Great Reasons to Invest in Real Estate
According to recent statistics published by the U.S. Census Bureau, 75%
of multifamily investors are over the age of 45. Over half of these (51.6%) own
less than five units, and they earned approximately 31% of their income from
ownership of rental properties.
These statistics may surprise you, but some
logical reasons explain these numbers. Most real estate investors come to the
market later in life because they are concerned about their retirement and are
at their highest potential earning power, or some have inherited money or real
estate; the U.S. Census Bureau reports that 48% have inherited a home.
There are four major reasons that an
investor might choose real estate for investment.
1. Cash flow: Yes, it is still possible in some parts of the
country to have a cash flow return. In other words after all expenses have been
covered: mortgage, vacancy factor, repairs, property management etc., there
still can be some money left on the table. Most banks will not lend money to
buy a property if there is no hope of a cash flow.
2. Appreciation: As a result of our growing population - a net gain
of one American every 14 seconds, according to the U.S. Census population clock
- we could expect to have a population in excess of 400,000,000 in 2050
compared to today's population of 286,401,757. Loosely applying the rules of
supply and demand, we can rest assured that with our current immigration
patterns as well as our population growth, there will be a continued need for
housing over the next 50 years. You can safely assume a 4% appreciation level.
Of course, some years will better than others depending upon supply and demand
and the escalation of costs and the increased costs of construction and
land/infrastructures. As long as governments keep up major increases in impact
fees for developers, your real estate investments will continue to appreciate.
The average single family home sold for
$23,400 in 1970; in 2000, a similar average home sold for $169,000. That is an
approximate 8% annual increase. Of course, appreciation will vary with the
location and condition of the property as well as the condition of the local
economy.
3. Equity build-up: You reduce your mortgage and increase your equity
with every mortgage payment made on underlying debt.
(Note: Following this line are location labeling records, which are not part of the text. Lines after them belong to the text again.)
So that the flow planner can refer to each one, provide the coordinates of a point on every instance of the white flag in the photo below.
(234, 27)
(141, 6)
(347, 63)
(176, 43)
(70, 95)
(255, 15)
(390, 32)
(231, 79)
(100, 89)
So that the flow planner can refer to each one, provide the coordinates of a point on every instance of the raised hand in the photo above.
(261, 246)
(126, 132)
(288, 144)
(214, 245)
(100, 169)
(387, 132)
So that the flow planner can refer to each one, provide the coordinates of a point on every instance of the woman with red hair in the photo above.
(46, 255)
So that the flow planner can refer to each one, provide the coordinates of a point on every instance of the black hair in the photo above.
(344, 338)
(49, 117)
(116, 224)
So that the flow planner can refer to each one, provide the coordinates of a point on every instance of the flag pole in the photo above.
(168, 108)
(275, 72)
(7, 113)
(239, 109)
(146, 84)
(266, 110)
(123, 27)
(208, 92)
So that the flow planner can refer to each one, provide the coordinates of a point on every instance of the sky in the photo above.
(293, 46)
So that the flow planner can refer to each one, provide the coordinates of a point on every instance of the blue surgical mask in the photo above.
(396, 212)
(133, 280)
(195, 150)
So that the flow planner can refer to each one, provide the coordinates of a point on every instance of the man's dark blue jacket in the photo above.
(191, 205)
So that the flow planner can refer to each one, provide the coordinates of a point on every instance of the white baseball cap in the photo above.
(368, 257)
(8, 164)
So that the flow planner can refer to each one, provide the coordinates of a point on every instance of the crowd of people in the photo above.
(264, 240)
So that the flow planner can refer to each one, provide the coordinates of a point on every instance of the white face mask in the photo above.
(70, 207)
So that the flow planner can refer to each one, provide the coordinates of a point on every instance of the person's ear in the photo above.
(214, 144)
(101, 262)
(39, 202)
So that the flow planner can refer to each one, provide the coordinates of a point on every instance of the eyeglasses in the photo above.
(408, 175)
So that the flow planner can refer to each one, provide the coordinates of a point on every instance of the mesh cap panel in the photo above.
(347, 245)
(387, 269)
A portion of your payment
goes toward reducing the principal. The shorter the loan period, the faster the
equity builds.
4. Tax savings: Uncle Sam allows everyone but dealers in real estate
to depreciate their investment properties on schedule E when filing annual tax
returns. Residential properties depreciate over 27.5 years and commercial over
39 years.
You probably like all of these opportunities
to make money. Bear in mind, though, that the government needs to pay its bills
and they get their share when you sell one of your investments. When you sell a
property, you will be faced with a 20% capital gains tax on the increase in
value of the property and the recapture of the depreciation. This cost could be
deferred if you complete a 1031 tax deferred exchange to trade up from property
to property.
Think through the following example: With
$500,000 you can buy a $1,500,000 investment that may give you an 8% cash flow,
an annual 4% appreciation, an annual equity build and a depreciation of $43,000
a year (1,500,000 X .8 = 1,200,000 (minus the land value); 1,200,000/27.5 =
43,000). This comes in at over a 20% annual return and should make you feel
like you have made the right investment decision.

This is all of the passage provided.